フッ素はここ10年程前から、むし歯予防に効果があるとされています。しかしフッ素は摂取しすぎると歯牙フッ素症や骨フッ素症になるとも言われており、多量に摂取すると危険な毒物となります。(はみがき粉などに含まれているものは濃度が薄く危険性はありません。)販売されている商品も使用方法が多少ややこしいので、出来れば歯科医院でリスク程度を把握した上で、使用回数や説明を受けて使用することをお勧めします。

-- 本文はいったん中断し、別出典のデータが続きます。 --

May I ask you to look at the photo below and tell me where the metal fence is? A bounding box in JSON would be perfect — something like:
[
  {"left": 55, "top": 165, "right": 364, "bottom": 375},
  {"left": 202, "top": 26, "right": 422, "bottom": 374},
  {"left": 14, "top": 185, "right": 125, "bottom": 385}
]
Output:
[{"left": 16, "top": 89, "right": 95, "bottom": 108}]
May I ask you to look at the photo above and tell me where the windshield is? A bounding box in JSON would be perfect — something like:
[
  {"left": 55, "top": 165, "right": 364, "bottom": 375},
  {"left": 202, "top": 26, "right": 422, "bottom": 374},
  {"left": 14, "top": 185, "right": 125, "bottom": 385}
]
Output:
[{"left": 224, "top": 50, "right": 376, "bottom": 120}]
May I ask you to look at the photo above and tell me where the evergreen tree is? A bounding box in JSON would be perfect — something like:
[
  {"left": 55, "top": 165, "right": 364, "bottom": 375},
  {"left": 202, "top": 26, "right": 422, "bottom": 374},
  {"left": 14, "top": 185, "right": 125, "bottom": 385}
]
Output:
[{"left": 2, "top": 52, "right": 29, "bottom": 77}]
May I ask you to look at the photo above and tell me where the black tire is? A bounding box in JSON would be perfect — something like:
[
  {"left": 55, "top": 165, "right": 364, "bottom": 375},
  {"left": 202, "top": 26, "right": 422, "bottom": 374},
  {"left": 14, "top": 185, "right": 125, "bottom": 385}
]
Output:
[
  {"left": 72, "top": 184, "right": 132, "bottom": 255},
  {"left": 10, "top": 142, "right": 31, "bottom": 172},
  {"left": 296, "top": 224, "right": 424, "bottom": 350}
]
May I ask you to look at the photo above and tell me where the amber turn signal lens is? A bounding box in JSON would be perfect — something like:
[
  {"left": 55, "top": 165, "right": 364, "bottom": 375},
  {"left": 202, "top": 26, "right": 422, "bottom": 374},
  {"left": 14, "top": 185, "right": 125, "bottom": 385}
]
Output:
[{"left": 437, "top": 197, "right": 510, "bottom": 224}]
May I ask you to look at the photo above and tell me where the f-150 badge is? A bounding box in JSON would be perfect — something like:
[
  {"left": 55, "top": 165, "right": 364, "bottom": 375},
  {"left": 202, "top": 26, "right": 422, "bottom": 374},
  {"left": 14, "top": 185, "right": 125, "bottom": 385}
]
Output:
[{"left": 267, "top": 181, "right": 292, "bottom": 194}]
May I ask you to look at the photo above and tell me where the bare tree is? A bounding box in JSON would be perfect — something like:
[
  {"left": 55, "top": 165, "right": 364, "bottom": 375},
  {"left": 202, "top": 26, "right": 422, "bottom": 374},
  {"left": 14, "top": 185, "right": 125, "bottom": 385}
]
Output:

歯周病は歯みがきをしていてもプラーク(歯垢)が残っていれば進行していきます。歯みがきを正しく行い、プラーク(歯垢)を機械的に除去することで、歯肉の炎症を改善できます。また、ブラッシング(歯みがき)のマッサージ効果で歯肉の上皮を固く角化させ、新鮮な血液を送り込むことで自然治癒力を高めます。歯みがきは歯みがきは正しく、こまめに行うことが大切です。